Partitioning Guide#
Measurement Set v4.0 specifies a series of datasets with
time, baseline_id and frequency coordinates where
time and frequency have associated integration_time and
channel_width attributes.
In the best case, this represents monotonic, equidistant values along
time and frequency and the standard quadratic relation between
antennas in the case of baseline_id.
Observational data recorded directly off an interferometer and stored
for archival purposes will commonly follow a
(time, baseline_id, frequency) ordering.
The usefulness of this representation and ordering is that it is simple and easy for software to reason about. This is desirable as it simplifies our software.
The challenge in converting from MSv2 to MSv4 is formulating a partitioning strategy to handle irregularity in an MSv2 dataset.

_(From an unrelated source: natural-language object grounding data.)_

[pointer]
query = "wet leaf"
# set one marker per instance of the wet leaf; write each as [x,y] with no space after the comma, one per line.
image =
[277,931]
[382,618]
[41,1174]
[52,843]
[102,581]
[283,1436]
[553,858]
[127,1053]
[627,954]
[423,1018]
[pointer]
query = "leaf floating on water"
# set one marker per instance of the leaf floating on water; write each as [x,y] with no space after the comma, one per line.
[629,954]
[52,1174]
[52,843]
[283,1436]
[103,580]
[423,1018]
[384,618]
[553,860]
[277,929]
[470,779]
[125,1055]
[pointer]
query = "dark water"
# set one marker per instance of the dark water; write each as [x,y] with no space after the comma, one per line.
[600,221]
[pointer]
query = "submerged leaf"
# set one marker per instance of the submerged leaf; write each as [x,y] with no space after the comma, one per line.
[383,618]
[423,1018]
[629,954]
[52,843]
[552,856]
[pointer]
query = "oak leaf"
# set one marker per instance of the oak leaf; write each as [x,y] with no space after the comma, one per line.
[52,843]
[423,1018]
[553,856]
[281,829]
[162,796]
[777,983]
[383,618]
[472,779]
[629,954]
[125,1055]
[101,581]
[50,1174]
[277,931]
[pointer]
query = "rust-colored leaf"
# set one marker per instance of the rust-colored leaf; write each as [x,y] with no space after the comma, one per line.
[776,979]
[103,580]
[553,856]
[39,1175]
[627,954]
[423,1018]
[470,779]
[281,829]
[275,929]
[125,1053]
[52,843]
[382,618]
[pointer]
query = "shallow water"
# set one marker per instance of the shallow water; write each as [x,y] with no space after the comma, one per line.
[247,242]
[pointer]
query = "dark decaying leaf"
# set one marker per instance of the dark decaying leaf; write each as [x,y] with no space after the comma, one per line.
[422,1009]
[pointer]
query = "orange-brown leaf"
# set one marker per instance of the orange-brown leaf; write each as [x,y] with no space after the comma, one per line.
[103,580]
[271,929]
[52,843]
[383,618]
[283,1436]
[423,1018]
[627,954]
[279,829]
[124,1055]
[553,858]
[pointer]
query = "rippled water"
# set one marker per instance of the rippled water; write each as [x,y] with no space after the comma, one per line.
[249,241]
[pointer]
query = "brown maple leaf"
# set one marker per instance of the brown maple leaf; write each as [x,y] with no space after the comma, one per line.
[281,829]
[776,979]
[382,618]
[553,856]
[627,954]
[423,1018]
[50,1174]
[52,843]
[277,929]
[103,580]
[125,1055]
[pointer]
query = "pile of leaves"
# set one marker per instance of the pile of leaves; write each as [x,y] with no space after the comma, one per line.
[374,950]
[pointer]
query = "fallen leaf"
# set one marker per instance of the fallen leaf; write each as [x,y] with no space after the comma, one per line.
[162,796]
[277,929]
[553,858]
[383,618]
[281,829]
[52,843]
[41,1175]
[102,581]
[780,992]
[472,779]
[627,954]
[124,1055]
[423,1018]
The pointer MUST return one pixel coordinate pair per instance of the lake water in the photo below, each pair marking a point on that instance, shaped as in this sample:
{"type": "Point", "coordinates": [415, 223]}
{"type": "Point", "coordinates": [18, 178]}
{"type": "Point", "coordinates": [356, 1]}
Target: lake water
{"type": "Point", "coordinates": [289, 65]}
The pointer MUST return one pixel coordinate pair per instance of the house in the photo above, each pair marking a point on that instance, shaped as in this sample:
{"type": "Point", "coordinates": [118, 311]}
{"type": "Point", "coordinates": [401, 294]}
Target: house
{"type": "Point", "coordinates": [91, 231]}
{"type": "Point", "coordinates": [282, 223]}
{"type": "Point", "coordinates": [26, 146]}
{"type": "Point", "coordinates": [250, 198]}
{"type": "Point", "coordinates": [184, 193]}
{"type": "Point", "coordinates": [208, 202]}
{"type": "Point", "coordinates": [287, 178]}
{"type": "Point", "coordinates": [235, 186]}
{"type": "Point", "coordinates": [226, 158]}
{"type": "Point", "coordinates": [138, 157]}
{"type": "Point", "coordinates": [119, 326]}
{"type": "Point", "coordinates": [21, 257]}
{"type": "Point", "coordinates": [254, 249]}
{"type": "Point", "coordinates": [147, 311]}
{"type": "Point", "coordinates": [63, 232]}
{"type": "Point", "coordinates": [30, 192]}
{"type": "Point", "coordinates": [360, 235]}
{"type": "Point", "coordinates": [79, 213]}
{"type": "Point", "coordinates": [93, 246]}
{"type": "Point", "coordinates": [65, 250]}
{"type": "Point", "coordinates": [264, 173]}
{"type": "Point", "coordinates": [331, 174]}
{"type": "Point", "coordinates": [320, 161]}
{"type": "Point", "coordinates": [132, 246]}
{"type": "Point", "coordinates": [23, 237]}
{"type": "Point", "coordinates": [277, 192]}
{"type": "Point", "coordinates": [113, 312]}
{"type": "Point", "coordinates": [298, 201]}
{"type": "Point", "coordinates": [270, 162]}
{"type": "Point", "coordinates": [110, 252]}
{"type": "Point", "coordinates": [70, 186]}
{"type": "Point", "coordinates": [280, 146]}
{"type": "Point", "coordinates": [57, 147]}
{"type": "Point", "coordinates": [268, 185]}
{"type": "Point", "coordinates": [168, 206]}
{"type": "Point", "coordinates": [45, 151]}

Measurement Set v2.0 irregularity#
By contrast the Measurement Set v2.0 is a tabular format that
does not enforce any notion of regularity (although much software assumes it).
The TIME and INTERVAL columns in the MAIN MSv2 table
describe the midpoint in time at which a sample was measured
and the amount of time (integration time) taken to measure the sample,
while the ANTENNA1 and ANTENNA2 columns define the baseline along
which the sample was measured.
TIME, ANTENNA1 and ANTENNA2 are keys in the tabular MAIN table
and there is no requirement that the measurements they index are ordered,
or even form a regular (time, baseline_id) grid.
Additionally, the DATA_DESC_ID column establishes a relation to the
SPECTRAL_WINDOW::CHAN_FREQ and SPECTRAL_WINDOW::CHAN_WIDTH columns
representing the frequency centroid and bandwidth of the sample, respectively.
The challenge that MSv2 poses to radio astronomy software in the worst case
is that it can represent overlapped or disjoint measurements in time and frequency
for one or more baselines.
However, most observational data is well-behaved:
Measurements are commonly ordered by TIME, ANTENNA1, ANTENNA2
and CHAN_FREQ commonly increases monotically with
equidistant values (i.e. CHAN_WIDTH values are uniform) but this cannot
always be assumed.
Any regularity in an MSv2 MS is achieved through convention rather
than enforcement.
Choosing a partitioning strategy#
By default, MSv2 measurements are partitioned by DATA_DESC_ID,
OBSERVATION_ID, PROCESSOR_ID and the
STATE::OBS_MODE (via STATE_ID) columns.
- xarray_ms.backend.msv2.structure.DEFAULT_PARTITION_COLUMNS: List[str] = ['OBSERVATION_ID', 'PROCESSOR_ID', 'DATA_DESC_ID', 'OBS_MODE']#
Default Partitioning Column Schema
For example, it follows from the previous section that,
in order to achieve regularity in frequency, partition
MSv2 measurements by the DATA_DESC_ID column.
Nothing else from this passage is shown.